Radio frequency (10 MHz–300 GHz)

The radiofrequency field has an electric and a magnetic field component (cf. Electromagnetic fields). Thermal effects are the main possible effects on humans and biological systems. They are caused by the periodical movement stimulation of dipole molecules and charge carriers, which can move and rotate freely (e.g. water molecules in water, body fluids or tissues containing water). During this process, the field components exert an action of force on charged groups of the dipole molecules and charge carriers resulting in a torque affecting the whole molecules and causing the charge carriers to rotate. Heat is generated by friction between rotating molecules and/or moving charge carriers of other atoms

The frequency of the field, the strength of the field and the composition of the tissue in the body (water, fat, protein and salt content) play an important role regarding the amount of energy which is absorbed in body tissues from the radiofrequency field via heat conversion. The higher the frequency of the electromagnetic field the stronger the absorption at the body surface, therefore the higher the frequency the shorter the distance the field can penetrate into the body. The relative penetration depth is defined as the point in the tissue at which an electromagnetic field reaches only approximately 37% of its output amplitude. However, the absolute depth of penetration, i.e. how deep the field can penetrate into the body, also depends on the output field strength. The absolute depth of penetration is generally larger when the output field strength is high compared to a low output field strength.
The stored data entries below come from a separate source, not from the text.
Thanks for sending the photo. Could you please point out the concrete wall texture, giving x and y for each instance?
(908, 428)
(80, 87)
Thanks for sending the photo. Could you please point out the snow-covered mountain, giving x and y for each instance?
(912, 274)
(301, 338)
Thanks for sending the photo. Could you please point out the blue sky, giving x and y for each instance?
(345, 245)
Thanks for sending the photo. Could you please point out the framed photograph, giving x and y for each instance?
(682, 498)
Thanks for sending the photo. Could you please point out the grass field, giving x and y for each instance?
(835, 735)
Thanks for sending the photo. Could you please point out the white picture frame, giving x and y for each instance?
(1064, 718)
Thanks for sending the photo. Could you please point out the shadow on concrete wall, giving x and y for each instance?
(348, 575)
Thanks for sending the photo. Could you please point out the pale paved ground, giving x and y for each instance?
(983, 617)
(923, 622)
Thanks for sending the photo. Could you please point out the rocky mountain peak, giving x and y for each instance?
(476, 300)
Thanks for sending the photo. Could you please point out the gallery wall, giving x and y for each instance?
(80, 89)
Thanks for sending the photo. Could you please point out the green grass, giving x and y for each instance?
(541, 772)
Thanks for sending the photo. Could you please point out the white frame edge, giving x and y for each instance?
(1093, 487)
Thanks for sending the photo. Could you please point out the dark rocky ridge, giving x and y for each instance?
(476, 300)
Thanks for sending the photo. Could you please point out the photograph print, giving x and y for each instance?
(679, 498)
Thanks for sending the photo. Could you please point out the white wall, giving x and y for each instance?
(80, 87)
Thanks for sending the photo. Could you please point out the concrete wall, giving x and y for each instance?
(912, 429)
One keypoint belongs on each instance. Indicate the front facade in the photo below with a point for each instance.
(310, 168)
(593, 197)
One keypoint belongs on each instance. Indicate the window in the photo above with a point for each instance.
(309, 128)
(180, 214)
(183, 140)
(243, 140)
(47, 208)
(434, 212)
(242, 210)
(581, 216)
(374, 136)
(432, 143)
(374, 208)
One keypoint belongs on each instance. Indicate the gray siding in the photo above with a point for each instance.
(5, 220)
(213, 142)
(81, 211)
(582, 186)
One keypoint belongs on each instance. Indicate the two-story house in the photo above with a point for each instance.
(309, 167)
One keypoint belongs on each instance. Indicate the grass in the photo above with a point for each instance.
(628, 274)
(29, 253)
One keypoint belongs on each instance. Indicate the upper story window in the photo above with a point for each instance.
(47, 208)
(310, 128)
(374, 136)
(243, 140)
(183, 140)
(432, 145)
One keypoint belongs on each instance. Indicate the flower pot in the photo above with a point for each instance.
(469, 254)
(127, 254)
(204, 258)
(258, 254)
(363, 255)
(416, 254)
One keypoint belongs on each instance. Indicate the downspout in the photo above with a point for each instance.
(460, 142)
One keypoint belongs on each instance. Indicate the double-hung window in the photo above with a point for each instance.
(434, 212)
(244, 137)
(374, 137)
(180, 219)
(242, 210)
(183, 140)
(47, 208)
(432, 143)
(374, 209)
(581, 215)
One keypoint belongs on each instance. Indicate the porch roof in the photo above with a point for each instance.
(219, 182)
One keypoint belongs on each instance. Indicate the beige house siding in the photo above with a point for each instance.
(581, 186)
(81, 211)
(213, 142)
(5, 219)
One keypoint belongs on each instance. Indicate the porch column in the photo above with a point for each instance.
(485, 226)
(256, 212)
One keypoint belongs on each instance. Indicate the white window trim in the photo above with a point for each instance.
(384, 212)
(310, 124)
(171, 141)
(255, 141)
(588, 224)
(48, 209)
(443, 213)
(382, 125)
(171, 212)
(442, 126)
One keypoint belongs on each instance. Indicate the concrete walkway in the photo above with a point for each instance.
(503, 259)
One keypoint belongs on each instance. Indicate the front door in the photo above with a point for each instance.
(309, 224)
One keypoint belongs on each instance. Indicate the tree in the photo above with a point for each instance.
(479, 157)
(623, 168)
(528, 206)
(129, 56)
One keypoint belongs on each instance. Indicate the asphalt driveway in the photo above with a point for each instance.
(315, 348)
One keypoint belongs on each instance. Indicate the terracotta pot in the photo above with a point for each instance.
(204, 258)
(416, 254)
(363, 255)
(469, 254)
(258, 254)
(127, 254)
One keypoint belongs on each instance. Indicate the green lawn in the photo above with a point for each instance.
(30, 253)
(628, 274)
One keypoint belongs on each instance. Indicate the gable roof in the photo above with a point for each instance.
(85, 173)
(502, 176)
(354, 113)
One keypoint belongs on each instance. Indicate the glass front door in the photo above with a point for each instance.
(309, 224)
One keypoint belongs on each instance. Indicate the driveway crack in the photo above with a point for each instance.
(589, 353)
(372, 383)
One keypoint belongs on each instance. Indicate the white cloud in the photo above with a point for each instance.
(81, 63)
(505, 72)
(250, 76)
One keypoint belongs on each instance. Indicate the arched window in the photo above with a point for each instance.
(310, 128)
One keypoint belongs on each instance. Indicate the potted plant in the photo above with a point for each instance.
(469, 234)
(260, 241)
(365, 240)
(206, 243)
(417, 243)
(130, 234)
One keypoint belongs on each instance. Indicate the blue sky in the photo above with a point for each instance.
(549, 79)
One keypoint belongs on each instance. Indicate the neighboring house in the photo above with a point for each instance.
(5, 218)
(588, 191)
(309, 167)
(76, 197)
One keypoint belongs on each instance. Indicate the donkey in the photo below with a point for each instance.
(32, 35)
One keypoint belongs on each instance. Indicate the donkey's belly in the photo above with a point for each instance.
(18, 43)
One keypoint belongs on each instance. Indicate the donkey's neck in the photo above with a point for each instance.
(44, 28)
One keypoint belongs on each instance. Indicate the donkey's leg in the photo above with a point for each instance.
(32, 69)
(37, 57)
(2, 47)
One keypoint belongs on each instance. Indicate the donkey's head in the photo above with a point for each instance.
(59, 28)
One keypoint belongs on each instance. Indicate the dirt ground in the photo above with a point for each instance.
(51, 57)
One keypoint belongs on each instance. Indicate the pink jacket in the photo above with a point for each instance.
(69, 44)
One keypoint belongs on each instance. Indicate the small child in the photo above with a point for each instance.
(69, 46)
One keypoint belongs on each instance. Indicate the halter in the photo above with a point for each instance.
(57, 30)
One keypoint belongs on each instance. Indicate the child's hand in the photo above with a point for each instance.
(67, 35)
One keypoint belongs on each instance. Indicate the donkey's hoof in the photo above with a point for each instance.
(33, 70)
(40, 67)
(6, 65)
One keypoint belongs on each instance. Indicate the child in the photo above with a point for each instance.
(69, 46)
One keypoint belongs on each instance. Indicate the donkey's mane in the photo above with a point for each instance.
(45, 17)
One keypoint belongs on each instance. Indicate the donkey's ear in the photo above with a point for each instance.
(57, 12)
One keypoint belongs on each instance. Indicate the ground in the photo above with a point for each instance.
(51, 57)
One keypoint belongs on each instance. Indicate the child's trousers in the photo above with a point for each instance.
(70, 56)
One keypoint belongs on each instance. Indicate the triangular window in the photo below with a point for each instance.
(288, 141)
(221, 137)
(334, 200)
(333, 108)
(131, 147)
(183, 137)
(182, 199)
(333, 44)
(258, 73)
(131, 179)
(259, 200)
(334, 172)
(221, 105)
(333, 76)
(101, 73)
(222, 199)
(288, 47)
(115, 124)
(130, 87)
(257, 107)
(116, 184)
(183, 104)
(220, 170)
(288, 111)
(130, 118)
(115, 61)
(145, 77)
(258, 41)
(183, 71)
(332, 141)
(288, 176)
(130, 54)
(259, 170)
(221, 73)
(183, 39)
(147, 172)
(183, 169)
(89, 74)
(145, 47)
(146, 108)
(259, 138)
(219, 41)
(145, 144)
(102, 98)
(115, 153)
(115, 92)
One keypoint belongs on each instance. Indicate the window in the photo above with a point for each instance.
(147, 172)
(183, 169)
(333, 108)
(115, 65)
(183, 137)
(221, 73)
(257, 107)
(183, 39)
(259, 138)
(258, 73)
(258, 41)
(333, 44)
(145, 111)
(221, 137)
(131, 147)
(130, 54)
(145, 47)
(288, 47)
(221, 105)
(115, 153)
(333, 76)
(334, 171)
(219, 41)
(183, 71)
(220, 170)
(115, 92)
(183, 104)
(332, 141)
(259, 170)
The electric properties of the tissue, as e.g. conductivity, are governed by the tissue composition and distribution of water molecules, ions and other molecules. This influences the level of absorption of the field in different tissues. A higher conductivity due to e.g. a higher water or salt content, increase the interaction of the field with the tissue and thus the thermal effect. Hence, the tissue heating does not increase steadily from the outside to the inside of the body, instead, there are areas in the body with higher local heating (so called hot spots) and areas with lower heating compared to the surrounding tissues. Bone and fatty tissue, for example, are heated less than other tissues because of their low water content. The depth of penetration is associated with the tissue-depending thermal effect. It is higher in brain, fatty and bone tissues than in muscle tissue (see Figure), as muscle tissue absorbs the field to a greater extent and thus the field energy is converted into heat most efficiently. The average depth of penetration of fields is, for example, approximately 1.5 – 0.5 cm in muscle tissue in the lower GHz band (frequency range 0.5 – 2.5 GHz, used in mobile communication and microwave ovens), and above 10 GHz, it is only about 0.2 mm and less.

Penetration depth of radiofrequency fields in body tissues depending on frequency and tissue type (logarithmic scales).

In whole body absorption, the magnitude of interaction of the field with the body (the so called coupling), i.e. the amount of the field energy which actually affects the body and contributes to the heating, depends on the frequency-dependent resonance of the whole body. For adults, the resonance range for maximum absorption is approximately between 30 and 100 MHz (see Figure) because the body dimensions and wavelength of the field are in the same order of magnitude (the so called antenna effect, which occurs when the body height matches half of the wavelength – e.g. at a body height of 1.80 m, it is a 83.3 MHz field with a wavelength of 3.60 m). Also the posture plays an important role in that context (e.g. standing, sitting, arms stretched). Hence, body height and posture influence the whole body absorption of radiofrequency fields in the resonance range. This implies that the resonant frequency of children is higher than the resonant frequency of adults because of their smaller size (e.g. the maximum absorption for 1.00 m body height is at 150 MHz).

Absorption of radiofrequency fields in the human body depending on the frequency.

At close range to field sources with frequencies of approximately 300 MHz and higher, however, absorption occurs increasingly only in parts of the body (partial body absorption) as a result of the decreasing wavelengths at these frequencies compared to the body dimensions and the proximity of the transmitter, e.g. a mobile phone, to the body (see Figures “absorption of radiofrequency fields” and “partial-body absorption in the head”). Still, if the field source at such frequencies is far away (far field conditions, e.g. in the case of mobile communications antennae; cf. chapter Mobile communication), a small fraction of the transmitted energy is absorbed by the whole body (whole body absorption). Thus, whole body absorption also occurs above 300 MHz if the field source is located far away from the body. With increasing frequency, only superficial tissues of the body are affected by this due to the elucidated reasons.

Partial body absorption in the head during mobile phone use. The highest SAR values are found in the yellow area around the ear in the outer layers of the head. The absorption level decreases strongly towards the interior of the head. In the black areas, the absorption is 100,000 times lower than in the outer layers. Hot spots and less absorbent tissue areas are visible as well. (image by courtesy of the IT'IS Foundation, ETH Zurich).

For the determination and assessment of the field absorption in the body, the specific absorption rate (SAR) is used in the frequency range from 3 kHz to 10 GHz (cf. Basic restrictions; regarding partial body and whole body SAR: cf. section “Mobile phones and smartphones” in chapter Mobile communication and section “Limit values of mobile communication systems” in chapter Limit values in Germany (general public)).